Gammo –60 km do morza, to jak rzut kamieniem :). Gdybym mieszkała tak blisko morza, to na pewno bywałabym tam częściej. Bardzo lubię tam jeździć i wcale nie tęskno mi do zagranicznych kurortów. A pomysł Jolinki, żebyś przy tych swoich kłopotach zdrowotnych spróbowała jeść bez glutenu, wydaje się ciekawy. Chyba, że już próbowałaś? Przypominam o Twoich osobistych radach dotyczących pisania wiadomości :) – najpierw w Wordzie! Oni tu chyba wyłączają, jak się za długo pisze.
Kasiu – przepraszam, ale strasznie uśmiałam się przy tym Twoim poście bez litery „e” :D. A z tym wybudzaniem się w nocy jest rzeczywiście cos dziwnego. Też mi się to ostatnio zdarza - niby pośpię, ale co godzinę-dwie budzę się i patrzę na budzik. No nie jest to fajne i tez jestem ciekawa z czego się wzięło.
Natko – wiem, że wygodniej Ci pisać na fb, ale wpadaj tu jednak trochę częściej. I pisz, co tam u Twojego synka.
Sabinko – i jak tam wnusia? Bo pewnie się martwisz, że choruje. A to, ze jest śliczna nie ulega wątpliwości! Widzę, że ciągnie Cię tam do nich bardzo. I wcale się nie dziwię. Dobrze, ze już coś kombinujesz z wyjazdem.

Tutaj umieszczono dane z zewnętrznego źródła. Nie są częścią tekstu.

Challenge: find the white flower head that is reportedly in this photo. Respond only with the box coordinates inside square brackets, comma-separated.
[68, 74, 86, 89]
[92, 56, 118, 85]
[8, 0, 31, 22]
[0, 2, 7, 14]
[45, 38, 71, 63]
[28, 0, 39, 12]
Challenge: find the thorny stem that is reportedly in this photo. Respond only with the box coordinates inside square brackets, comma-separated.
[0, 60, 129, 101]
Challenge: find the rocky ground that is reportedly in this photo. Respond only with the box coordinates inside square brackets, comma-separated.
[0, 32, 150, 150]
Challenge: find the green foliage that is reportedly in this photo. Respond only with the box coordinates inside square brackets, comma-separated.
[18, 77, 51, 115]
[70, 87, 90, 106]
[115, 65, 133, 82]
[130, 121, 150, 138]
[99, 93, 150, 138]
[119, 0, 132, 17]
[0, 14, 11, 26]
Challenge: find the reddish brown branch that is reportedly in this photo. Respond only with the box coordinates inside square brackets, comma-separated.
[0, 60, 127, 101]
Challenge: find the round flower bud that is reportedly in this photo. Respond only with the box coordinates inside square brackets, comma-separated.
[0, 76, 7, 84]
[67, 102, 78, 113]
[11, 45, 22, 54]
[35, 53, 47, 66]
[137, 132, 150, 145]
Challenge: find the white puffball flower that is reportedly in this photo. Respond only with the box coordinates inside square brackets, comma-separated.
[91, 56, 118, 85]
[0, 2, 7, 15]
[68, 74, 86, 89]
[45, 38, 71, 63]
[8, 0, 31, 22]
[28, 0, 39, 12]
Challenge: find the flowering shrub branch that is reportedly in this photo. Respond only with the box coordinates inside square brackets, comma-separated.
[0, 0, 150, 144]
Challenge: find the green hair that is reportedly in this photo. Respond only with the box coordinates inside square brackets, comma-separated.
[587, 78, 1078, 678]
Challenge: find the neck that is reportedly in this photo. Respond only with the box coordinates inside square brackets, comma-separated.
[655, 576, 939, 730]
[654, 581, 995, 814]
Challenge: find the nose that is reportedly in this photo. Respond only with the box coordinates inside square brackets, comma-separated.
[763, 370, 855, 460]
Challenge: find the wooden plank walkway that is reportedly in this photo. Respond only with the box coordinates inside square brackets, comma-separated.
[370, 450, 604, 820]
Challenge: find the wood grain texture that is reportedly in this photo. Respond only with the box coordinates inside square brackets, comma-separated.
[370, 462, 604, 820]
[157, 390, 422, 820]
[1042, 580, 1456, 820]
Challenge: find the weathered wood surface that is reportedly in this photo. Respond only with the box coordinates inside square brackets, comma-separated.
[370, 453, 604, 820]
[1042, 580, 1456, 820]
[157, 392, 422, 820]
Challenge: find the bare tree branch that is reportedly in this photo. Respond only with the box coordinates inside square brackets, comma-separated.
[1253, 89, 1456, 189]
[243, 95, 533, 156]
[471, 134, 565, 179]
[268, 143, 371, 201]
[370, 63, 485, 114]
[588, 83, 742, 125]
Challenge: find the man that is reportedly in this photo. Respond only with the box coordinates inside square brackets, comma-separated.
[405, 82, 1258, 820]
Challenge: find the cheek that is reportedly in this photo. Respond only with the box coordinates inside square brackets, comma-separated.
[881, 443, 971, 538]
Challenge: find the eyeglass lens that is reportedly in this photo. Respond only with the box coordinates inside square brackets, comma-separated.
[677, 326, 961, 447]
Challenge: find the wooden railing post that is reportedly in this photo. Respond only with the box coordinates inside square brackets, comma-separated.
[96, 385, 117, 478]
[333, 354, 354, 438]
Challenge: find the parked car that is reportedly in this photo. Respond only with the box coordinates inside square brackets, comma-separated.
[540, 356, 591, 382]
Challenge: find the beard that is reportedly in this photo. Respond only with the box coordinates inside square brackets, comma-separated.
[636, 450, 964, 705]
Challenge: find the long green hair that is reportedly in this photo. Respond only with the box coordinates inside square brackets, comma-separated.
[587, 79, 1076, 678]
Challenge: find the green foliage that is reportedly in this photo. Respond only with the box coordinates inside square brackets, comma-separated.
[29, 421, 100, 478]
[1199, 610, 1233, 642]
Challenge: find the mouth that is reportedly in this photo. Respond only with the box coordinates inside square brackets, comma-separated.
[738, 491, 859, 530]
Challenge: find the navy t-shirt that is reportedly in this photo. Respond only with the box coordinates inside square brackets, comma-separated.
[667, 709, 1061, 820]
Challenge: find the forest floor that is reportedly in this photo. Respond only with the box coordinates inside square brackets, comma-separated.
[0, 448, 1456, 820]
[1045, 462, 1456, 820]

Kropeczko –dobrze, że już dochodzisz do zdrowia. Coś siedzi w powietrzu. Mój M miesiąc leczy zatoki i nie wiem, czy w końcu czymś mnie nie zaraził. Na razie pojawia mi się duszący kaszel, ale mam nadzieję, że to tylko chwilowe. A krokusy naprawdę bardzo, bardzo ładne.
Maniusiu – Twoje dzieła też bardzo ładne. Zdolne z Was dziewczyny. Mogę tylko podziwiać, bo u mnie za grosz takich zdolności.
Baaju – chyba będę częściej używać Twojego imienia, bo jest mi dosyć bliskie. Mam aż trzy Basie w swoim otoczeniu i o wszystkich myślę ciepło. Witaj w świecie słodyczowych pożeraczy – no cóż! :( Ja swego czasu na Dukanie spadłam około 20 kg. Niestety pozostał mi po nim efekt jo-jo i rozwalone stawy (szczególnie to moje nieszczęsne kolano).
Kalaharii :clown:
Miłej nocy Zawzietaski ... sama nie wierzę, że wszystko dałam radę wyczytać!